Man macht es wie sonst auch: ein wenig Papier, kleingespaltenes Holz, Scheiter. Ein Streichholz. Doch es will nicht brennen und statt wohliger Wärme kommt nur beißender Rauch aus dem Ofen. Bei Niederdruck ist es nicht einfach, ein Feuer in Gang zu bringen.

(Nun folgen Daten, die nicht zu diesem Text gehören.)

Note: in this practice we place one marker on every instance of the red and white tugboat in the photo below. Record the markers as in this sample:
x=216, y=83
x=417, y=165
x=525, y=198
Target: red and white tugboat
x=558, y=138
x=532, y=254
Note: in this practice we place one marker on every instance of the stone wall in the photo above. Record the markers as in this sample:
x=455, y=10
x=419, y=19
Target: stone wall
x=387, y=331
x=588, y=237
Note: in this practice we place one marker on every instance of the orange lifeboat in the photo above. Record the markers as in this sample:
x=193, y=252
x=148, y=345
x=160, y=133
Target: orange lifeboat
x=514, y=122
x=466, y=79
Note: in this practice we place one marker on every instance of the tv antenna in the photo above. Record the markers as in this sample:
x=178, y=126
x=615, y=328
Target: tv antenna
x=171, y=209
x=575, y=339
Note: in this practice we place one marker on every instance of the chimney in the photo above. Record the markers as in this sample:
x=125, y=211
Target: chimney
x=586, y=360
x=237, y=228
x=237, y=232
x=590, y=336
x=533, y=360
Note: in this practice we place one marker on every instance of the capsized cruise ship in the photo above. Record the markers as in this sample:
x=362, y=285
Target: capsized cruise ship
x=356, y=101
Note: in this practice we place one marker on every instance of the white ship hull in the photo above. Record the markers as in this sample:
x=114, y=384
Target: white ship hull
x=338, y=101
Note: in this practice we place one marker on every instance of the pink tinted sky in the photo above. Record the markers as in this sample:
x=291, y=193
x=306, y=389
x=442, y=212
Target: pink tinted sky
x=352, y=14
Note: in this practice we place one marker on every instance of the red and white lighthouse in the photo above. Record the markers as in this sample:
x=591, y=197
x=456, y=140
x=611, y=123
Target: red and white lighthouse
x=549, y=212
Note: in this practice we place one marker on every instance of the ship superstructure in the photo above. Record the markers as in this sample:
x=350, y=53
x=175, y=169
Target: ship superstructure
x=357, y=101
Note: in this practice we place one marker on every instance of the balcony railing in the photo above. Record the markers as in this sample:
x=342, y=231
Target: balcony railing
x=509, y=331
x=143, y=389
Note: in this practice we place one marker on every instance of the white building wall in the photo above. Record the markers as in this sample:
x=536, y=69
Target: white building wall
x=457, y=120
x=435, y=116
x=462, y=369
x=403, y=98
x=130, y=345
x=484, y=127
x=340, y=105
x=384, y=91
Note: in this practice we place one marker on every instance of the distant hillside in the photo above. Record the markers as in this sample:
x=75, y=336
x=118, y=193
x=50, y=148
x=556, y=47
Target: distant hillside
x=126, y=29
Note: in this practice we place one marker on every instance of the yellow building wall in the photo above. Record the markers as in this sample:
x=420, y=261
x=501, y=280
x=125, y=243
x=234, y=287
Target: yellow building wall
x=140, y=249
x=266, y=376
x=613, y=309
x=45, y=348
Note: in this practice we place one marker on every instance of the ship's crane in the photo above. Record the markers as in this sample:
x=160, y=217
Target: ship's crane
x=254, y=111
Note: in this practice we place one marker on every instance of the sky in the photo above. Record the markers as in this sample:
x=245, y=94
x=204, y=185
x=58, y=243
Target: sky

In der Kirche herrscht dicke Luft
Vor 50 Jahren, da passte es. Der Papst hatte die Fenster aufgestoßen. Sauerstoff kam herein. Der Funke sprang über. Ein Feuer kam in Gang, erwärmte die Welt. Und heute? Gerade in Übergangszeiten wäre es so gut, sich an den Kacheln zu wärmen, aber gerade in solchen Zeiten ist es schwierig, das Feuer in Gang zu halten. Es herrscht Tiefdruckwetter in der Kirche. Von oben drückt es am Kamin – es fehlt am Zug nach oben – und unten herrscht dicke Luft. Liegt es am Brennstoff – viele meinen ja, in der Kirche wäre zu vieles modrig geworden. Und modriges Holz erzeugt nur Qualm. Liegt es am Mangel an Sauerstoff – der Begeisterungsfähigkeit für das Evangelium? Liegt zu viel Asche über der Glut? Hätte der Kamin nicht durchgekehrt werden müssen – ein struktureller Mangel im Heizsystem Kirche sozusagen? Die sich auskennen sagen, dass man selbst mit Asche sehr vorsichtig umgehen muss. Ein Funke genügt, und alles kommt wieder in Gang. Das wäre Hoffnung.